Here's my try. I'm quite confident about UB1, but not very confident about UB2 and UB3, even less about UB4.
(Emphasis mine)
§ 7.6.2.8 (1)
delete-expression:
::opt delete cast-expression
::opt delete [ ] cast-expression
The first alternative is a single-object delete expression, and the second is an array delete expression.
§ 7.6.2.8 (2)
In a single-object delete expression, the value of the operand of delete may be a null pointer value, a pointer to a non-array object created by a previous new-expression, or a pointer to a subobject (6.7.2) representing a base class of such an object (11.7). If not, the behavior is undefined.
So, for delete without [] I must not use an array pointer. But I did, so I have UB. Fine.
(Emphasis mine)
In an array delete expression, the value of the operand of delete may be a null pointer value or a pointer value that resulted from a previous array new-expression.74 If not, the behavior is undefined.
Well, I have an array from a previous new expression.
[Note: This means that the syntax of the delete-expression must match the type of the object allocated by new, not the syntax of the new-expression. — end note]
Side question: Why does it mean that?
Okay, so I have operator new[] and this note tells me, that the syntax of my delete may be different. I do not necessarily need operator delete[] but something that matches the type of the object.
Side question: What is the type of my object? My pointer p is void*, but void is not an object type. Does p point to a void[] and void[] is an object type?
§ 7.6.2.8 (11)
For an array delete expression, the deleted object is the array object. When a delete-expression is executed, the selected deallocation function shall be called with the address of the deleted object in a single-object delete expression, or the address of the deleted object suitably adjusted for the array allocation overhead (7.6.2.7) in an array delete expression, as its first argument.
Sorry, I don't understand anything of that. I just have a gut feeling that this might be relevant.
You need to differentiate between the new/delete expressions and the new/delete operators. They are two different things.
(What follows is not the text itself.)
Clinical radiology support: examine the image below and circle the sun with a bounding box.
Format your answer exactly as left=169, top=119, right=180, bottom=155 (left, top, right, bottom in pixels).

The operators simply allocate and free memory. The expressions call the operators, as well as call constructors/destructors on the objects that are being created/destroyed.
In your example, you are allocating raw memory using the new[] operator directly, but then UB1-UB3 are trying to free that memory using the delete expression and delete[] expression, which is wrong.
You need to match things up correctly. Use the delete/delete[] expressions only with the new/new[] expressions 1. Use the delete/delete[] operators only with the new/new[] operators.
1 Except in the case of your test pointer, as you can't call any form of the delete expression or operator on a pointer that is returned by placement-new, since placement-new doesn't allocate new memory, just creates an object inside existing memory. That is why you have to call the object's destructor directly in this situation.